The Setup
An IoT-powered cultivation log for mushroom growers who were flying blind.
MycoLog is a cross-platform mobile app that pairs Bluetooth and WiFi sensors with a structured grow log — turning manual clipboard tracking into continuous environmental monitoring, substrate batch histories, and harvest analytics.
Catches contamination risk before a grow is lost.
Temperature, humidity, and VPD drift out of range quietly — and by the time a grower notices, the block is already compromised. Continuous sensor readings with stage-aware thresholds surface risk while there's still time to act.
Turns a hobby notebook into a yield-tuning feedback loop.
Strain, method, and environmental data are tied to every harvest, so growers can actually see which substrates and techniques are pulling their weight instead of guessing from memory between seasons.

My Gardens dashboard with 10 active grows, color-coded stage badges, strain info, and day counters.
The Landscape
Precision cultivation, tracked on paper.
Mushroom cultivation demands environmental precision that most hobbyists track manually or not at all. Temperature, humidity, and CO2 levels must stay within narrow ranges that shift across growth stages — colonization, pinning, fruiting — and even small deviations can stall growth or invite contamination.
The tooling landscape was split between spreadsheets and clipboards on one side, and commercial greenhouse systems designed for industrial operations on the other. Nothing in the middle respected how a home grower actually works: across multiple substrates, strains, and methods running in parallel.

Environmental readings with temperature, humidity, VPD, and contamination risk alerts.
The Mission
Make continuous environmental data actionable, not just informational.
Build a cross-platform mobile app that pairs with affordable IoT sensors, models environmental thresholds per growth stage, and ties every reading back to a specific grow — so a home cultivator can run a dozen parallel experiments and learn from all of them.
The Moves
Four bets, ordered by risk.
A PRD that took the environmental model seriously
Started with a PRD that defined sensor integration requirements, environmental threshold models per growth stage, and the data visualization needs that would make continuous monitoring actionable. The threshold model was the hinge — without stage-aware ranges, sensor data is just noise.

Three connectivity paths, prototyped in parallel
The IoT layer was the core technical risk. Used Claude Code to prototype across BLE, WiFi, and hybrid bridge approaches in parallel, iterating through platform-specific quirks. BLE pairing behaved differently across Android and iOS, calibration routines needed hardware-specific tuning, and alert thresholds had to account for sensor noise. Each round of on-device testing fed specific observations back into the AI loop for targeted fixes.

Substrate tracking from inoculation to harvest
QR-based batch tracking ties every environmental reading back to a specific substrate, from inoculation through harvest.

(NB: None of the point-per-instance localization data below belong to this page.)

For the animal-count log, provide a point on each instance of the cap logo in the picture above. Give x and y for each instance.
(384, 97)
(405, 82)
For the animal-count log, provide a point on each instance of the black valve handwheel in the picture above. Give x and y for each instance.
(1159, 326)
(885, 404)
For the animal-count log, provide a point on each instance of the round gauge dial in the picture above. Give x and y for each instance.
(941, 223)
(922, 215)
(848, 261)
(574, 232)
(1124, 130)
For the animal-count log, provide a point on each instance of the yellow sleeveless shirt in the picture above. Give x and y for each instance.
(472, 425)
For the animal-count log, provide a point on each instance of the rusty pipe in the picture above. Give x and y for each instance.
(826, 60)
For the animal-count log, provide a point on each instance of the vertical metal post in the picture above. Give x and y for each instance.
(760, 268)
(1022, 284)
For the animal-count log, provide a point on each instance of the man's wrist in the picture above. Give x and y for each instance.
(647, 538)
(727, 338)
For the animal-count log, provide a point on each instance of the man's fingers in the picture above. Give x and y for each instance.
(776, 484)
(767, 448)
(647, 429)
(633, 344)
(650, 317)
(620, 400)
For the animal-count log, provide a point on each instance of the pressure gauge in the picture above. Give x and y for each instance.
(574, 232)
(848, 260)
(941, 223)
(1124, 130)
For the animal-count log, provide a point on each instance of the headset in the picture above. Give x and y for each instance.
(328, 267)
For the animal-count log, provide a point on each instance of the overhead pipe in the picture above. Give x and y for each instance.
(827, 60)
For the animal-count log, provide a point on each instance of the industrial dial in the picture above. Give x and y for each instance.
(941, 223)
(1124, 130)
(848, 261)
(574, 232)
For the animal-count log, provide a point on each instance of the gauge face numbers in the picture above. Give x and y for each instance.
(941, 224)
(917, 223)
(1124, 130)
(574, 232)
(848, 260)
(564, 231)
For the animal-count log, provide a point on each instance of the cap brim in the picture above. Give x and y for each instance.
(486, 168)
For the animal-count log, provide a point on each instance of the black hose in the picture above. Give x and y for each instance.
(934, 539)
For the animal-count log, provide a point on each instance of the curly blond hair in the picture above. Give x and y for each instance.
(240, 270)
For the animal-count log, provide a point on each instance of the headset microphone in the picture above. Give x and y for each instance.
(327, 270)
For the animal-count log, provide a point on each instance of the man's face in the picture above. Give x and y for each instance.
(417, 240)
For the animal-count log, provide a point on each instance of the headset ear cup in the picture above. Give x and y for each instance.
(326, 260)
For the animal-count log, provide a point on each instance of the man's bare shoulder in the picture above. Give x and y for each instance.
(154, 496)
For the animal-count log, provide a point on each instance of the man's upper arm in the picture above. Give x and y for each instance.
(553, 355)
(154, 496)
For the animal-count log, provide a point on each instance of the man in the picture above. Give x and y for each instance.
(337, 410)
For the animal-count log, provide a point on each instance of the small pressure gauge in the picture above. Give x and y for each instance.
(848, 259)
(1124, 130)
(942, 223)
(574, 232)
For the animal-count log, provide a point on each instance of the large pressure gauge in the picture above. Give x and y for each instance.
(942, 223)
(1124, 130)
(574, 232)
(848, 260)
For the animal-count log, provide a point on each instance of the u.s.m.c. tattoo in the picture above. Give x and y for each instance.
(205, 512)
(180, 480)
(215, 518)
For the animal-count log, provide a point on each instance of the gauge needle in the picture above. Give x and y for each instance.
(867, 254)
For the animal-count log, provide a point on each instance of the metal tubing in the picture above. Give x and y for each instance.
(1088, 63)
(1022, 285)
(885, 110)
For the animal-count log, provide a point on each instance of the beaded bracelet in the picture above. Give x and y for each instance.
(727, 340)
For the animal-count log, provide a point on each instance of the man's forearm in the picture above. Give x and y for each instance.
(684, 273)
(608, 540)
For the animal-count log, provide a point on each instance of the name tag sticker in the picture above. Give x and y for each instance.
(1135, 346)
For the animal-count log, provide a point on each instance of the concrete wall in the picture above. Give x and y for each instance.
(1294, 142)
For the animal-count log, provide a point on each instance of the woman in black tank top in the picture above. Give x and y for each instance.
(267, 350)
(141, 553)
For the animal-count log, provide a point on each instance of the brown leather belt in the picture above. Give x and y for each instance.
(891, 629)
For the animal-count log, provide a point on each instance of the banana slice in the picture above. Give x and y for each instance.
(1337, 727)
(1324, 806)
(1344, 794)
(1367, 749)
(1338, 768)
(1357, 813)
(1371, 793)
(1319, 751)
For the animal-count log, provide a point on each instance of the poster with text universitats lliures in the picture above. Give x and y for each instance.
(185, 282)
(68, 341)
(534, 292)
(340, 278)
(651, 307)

A grow detail view collects strain, method, stage, timeline events, photos, and exports — so no single grow disappears into a drawer of notebook pages.


Analytics that answer the yield question
Time-series charts with threshold overlays let growers spot environmental drift at a glance. Strain and method breakdowns compare yield across experiments, so decisions about next season aren't made from memory. The whole data model is built so the most interesting question — which variable actually mattered? — has an answer.


The Payoff
A working sensor pipeline, shipping to closed testing.
MycoLog is in closed testing with real growers using real hardware. The sensor pipeline is reliable, the threshold model is catching environmental drift, and the analytics layer is already reshaping how testers think about which variables actually drive yield. Iteration continues on alert tuning and multi-room sensor reliability.
Sensor data accuracy
BLE, WiFi, and hybrid bridges
Manual logs to continuous data
Looking Back
The PRD-to-hardware-to-AI loop was the unlock.
The biggest lesson was about workflow, not mushrooms. Writing a serious PRD up front, scaffolding fast with Claude Code, then letting real-device testing drive targeted refinements let me work through IoT integration challenges that would have buried me in boilerplate otherwise. The structure is what made the speed safe.